第3楽章 Menuetto. Allegro vivace
スケルツォ風のメヌエット。変ホ長調、4分の3拍子。トリオは第1楽章の第1主題に基づく。
第4楽章 Allegro
ハ短調~ハ長調、2分の2拍子、ソナタ形式(提示部リピート付き)。4小節の序奏の後に、第1主題がヴァイオリンで提示される。第2主題は変ホ長調で、軽快に提示される。展開部はやはり短めで、型通りの再現部が続く。  ウィキペディア

<指揮者>アーノンクール(1929年12月6日 - 2016年3月5日)

   最初はチェロ奏者としてウイーンフィルハーモニーに所属していたが、1953年古楽器オーケストラ「ウィーン・コンツェントゥス・ムジクス」を立ち上げ1960年代からこのオケとの外国公演や録音も始まり、バッハやヘンデルの作品に意欲的に取り組んでいる。その集大成が、古楽復興の一方の雄であるグスタフ・レオンハルトと共同(カンタータ全作品を半数ずつ振り分けた)で作り上げたバッハのカンタータ全集の録音である。この業績によりレオンハルトともども1982年のエラスムス賞を受賞している。

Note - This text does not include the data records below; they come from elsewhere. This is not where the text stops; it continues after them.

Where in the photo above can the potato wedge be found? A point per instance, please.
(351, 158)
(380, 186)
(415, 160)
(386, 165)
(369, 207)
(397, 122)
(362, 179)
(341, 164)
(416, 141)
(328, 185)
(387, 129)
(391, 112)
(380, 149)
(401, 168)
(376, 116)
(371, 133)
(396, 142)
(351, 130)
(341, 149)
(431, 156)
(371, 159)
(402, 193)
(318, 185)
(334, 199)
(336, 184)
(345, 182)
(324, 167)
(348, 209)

1970年代からはチューリッヒ歌劇場をホームグラウンドとしてオペラにも取り組むようになり、ジャン=ピエール・ポネルが演出したモンテヴェルディとモーツァルトの一連のシリーズで世の注目を浴びた。

  1980年代からは古楽オーケストラにとどまらずモダン・オーケストラも指揮するようになり、近年ではベルリン・フィル、ウィーン・フィル(2001年および2003年の同団ニューイヤーコンサートを指揮)、ロイヤル・コンセルトヘボウ管弦楽団やヨーロッパ室内管弦楽団への客演も多く、レパートリーも古楽系のものにとどまらず、バルトークまで振るようになっている。

  アーノンクールはグラーツを舞台とする音楽祭、シティリアルテ音楽祭を主催しており、1990年代まではザルツブルク音楽祭にも出演していた。その後同音楽祭への出演はしばらく途絶えていたが、2002年にモーツァルトの『ドン・ジョヴァンニ』とブルックナーの『交響曲第9番』(作曲者の死により未完に終わった第4楽章のフラグメントも解説付きで演奏するという意欲的な試みがなされた)を指揮して復帰を果たす。

  1980年代より、ヨハン・シュトラウス2世に強い関心を示し、再三の実演に加え、ワルツ集や『こうもり』『ジプシー男爵』をスタジオセッションで録音。『こうもり』は上演映像も残した。カラヤンとカルロス・クライバー亡きあと、彼のクラスでこの分野に情熱を注ぐ指揮者は珍しい。

  2005年6月、古楽演奏の成果および近代・現代作品の斬新な演奏を称えて京都賞思想・芸術部門を受賞した。

  2006年11月にウィーン・コンツェントゥス・ムジクスおよびウィーン・フィルハーモニー管弦楽団を率いて再来日し、モーツァルトなどの作品を指揮した。